Friday, July 8, 2011

To NASA, with gratitude

Many thanks, NASA, for one last adrenaline kick and a few edge-of-your-seat moments this morning.

I wouldn't have wanted it any other way.

Even after watching more than 100 of the 135 space shuttle launches as they happened on TV over the past 29 years, this morning's final send-off of Atlantis got my heart racing and caused me to hold my breath a bit.

It's a familiar feeling -- one that I still remember getting the first time as I opened my hometown newspaper following the third space shuttle flight. There on the page were beautiful full-color images of a vehicle that never failed to be awe-inspiring to this small-town Oregon boy with dreams of someday making his own journey into space.

Here's another one from NASA's website this morning:


What a gorgeous vehicle. What an amazing piece of technology. What a ride it must be!

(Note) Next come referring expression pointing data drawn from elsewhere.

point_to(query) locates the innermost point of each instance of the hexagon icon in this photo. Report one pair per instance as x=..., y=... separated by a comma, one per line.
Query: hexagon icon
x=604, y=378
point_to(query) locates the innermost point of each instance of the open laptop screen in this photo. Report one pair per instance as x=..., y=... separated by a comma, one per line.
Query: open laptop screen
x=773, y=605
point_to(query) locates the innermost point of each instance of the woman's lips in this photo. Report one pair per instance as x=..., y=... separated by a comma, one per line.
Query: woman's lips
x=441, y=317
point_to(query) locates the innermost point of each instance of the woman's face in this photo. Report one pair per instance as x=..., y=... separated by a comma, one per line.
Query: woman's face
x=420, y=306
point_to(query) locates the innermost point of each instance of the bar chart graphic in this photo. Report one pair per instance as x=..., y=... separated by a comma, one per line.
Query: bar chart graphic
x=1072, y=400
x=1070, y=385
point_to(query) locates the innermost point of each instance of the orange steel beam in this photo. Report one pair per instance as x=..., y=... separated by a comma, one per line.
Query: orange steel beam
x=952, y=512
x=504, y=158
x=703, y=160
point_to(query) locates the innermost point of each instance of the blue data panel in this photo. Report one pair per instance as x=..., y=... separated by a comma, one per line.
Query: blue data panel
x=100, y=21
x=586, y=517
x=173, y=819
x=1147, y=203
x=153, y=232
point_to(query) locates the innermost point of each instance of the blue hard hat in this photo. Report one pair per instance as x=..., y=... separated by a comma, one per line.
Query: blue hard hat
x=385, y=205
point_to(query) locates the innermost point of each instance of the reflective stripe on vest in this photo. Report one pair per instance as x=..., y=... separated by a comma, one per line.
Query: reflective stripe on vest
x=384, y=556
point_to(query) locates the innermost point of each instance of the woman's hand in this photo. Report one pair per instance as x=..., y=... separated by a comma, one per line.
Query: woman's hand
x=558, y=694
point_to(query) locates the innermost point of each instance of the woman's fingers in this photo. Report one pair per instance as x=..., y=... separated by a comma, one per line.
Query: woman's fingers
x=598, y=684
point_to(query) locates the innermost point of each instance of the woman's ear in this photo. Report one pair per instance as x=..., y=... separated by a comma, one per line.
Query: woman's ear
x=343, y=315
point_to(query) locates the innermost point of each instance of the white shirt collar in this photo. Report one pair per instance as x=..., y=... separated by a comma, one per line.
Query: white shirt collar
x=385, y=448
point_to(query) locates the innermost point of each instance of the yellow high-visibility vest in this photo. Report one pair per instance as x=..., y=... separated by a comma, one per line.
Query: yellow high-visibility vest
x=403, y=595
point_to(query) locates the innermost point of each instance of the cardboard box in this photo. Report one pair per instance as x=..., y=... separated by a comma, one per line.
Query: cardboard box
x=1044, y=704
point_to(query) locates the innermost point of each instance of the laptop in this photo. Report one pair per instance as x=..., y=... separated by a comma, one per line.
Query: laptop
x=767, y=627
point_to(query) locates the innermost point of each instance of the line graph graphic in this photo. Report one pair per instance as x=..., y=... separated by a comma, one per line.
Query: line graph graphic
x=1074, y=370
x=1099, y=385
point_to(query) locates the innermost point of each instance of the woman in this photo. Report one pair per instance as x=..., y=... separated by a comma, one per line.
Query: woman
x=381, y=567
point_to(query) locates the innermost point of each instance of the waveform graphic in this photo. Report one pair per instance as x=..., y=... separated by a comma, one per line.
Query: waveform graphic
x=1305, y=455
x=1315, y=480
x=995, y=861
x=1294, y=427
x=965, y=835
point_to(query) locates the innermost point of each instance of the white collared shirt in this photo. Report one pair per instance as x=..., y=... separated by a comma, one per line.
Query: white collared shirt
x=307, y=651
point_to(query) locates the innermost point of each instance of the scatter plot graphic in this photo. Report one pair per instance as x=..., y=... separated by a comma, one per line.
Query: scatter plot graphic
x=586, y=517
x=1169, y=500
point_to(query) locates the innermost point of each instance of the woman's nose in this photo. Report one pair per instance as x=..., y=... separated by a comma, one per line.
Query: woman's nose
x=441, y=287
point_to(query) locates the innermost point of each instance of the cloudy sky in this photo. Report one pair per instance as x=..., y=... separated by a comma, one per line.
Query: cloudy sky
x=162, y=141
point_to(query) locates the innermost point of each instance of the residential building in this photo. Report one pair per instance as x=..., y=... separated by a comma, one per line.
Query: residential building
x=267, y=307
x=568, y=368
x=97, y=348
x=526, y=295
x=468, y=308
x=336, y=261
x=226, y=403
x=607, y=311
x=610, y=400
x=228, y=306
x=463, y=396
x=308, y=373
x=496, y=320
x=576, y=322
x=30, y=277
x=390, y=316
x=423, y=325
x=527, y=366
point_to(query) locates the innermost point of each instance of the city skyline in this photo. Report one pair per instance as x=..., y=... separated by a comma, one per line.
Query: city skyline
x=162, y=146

Since the day my middle-school-aged eyes feasted on those newspaper photos, the shuttle program and I have been on a journey together. That journey included: clipping and saving articles about those early flights (one file folder for each mission); writing to NASA and receiving high-quality lithographs of autographed crew photos; getting up very early to watch launch and landing coverage when I grumbled about doing the same to do farm work (My dad often said I needed to get my head out of the clouds and get busy, which is advice I still need from time to time.); being encouraged by my high-school physics teacher to pursue a career as an astronaut; and even getting college media staff to videotape NASA-TV coverage for me well after it became clear I wasn't cut out to be a physicist and decided to focus on journalism instead.

It also included two horrific moments as I watched Challenger explode in front of my eyes as I sat it my living room, home from school and nursing a bad case of the flu, but still watching the launch, and, many years later, learning that Columbia had broken apart on reentry over Texas and overseeing our special front-page presentation of the tragedy here in Cheyenne's newspaper.

I even feel blessed to say the journey included three trips to Florida's Kennedy Space Center and one to Edwards Air Force Base in California through the years. Although I never got to see a launch (or even a shuttle) in person, I did make a couple of trips to Launch Complex 39 and thrilled at showing my two children some of the things that excited me when I was a kid. I plan to make that journey again once Atlantis is on permanent display at the KSC Visitor Complex.

Yet even as the adrenaline kicked in once again when this morning's countdown briefly stopped at T-31 seconds, and, once liftoff happened, as I sat holding my breath until the solid rocket boosters separated (something we all have done since the loss of Challenger), I couldn't help but be sad that this was the last time I would experience a shuttle launch.

Oh, I know there probably will be other space missions somewhere down the line that may bring their own emotions, but I can't help but think that, somehow, they won't be the same.

Many thanks to NASA and all of the shuttle program workers for the special moments you have shared with me through the years. This program -- with all of its spectacular images and accomplishments -- will be missed.

Oh yeah, one more thing: Godspeed, Atlantis!